You experience this as gas and bloating that occurs even when you eat foods you know should be well-tolerated. You may also have unexplained joint pain, brain fog, or low mood because these bacterial products and incompletely digested proteins are circulating systemically. Your standard bloodwork shows nothing wrong because standard inflammation markers (CRP, ESR) are not always elevated in this state. The problem is local intestinal inflammation and permeability.

IL6 (interleukin-6) is a signaling molecule that amplifies immune activation and inflammation. Unlike TNF, which directly damages the intestinal barrier, IL6 functions as an amplifier; it takes an initial immune signal and turns up the volume. In healthy amounts, IL6 helps your gut recognize and respond to actual threats. When IL6 is overproduced, it creates a state of chronic low-grade immune activation where your gut is constantly on alert, even in the absence of real pathogens.

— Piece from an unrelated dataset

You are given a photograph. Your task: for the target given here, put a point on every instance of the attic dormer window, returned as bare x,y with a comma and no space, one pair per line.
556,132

Certain variants in the IL6 gene promoter region increase baseline IL6 production. When you carry these variants, your gut is in a state of chronic low-level immune activation, which manifests as heightened sensitivity to foods, increased gas production from bacterial fermentation of partially digested food, and persistent bloating. You are not imagining that your gut is reactive; it is literally primed for threat detection at a genetic level. This is why your symptoms often feel out of proportion to what you ate.

You experience this as a gut that never quite settles, where gas and bloating happen almost predictably after eating, regardless of what the food is. You may also have recurrent infections (because your immune system is exhausted from constant activation) or autoimmune symptoms like joint pain or skin reactions. Your symptoms improve temporarily on anti-inflammatory diets or when you are well-rested, but return as soon as life stress increases, because stress amplifies IL6 production.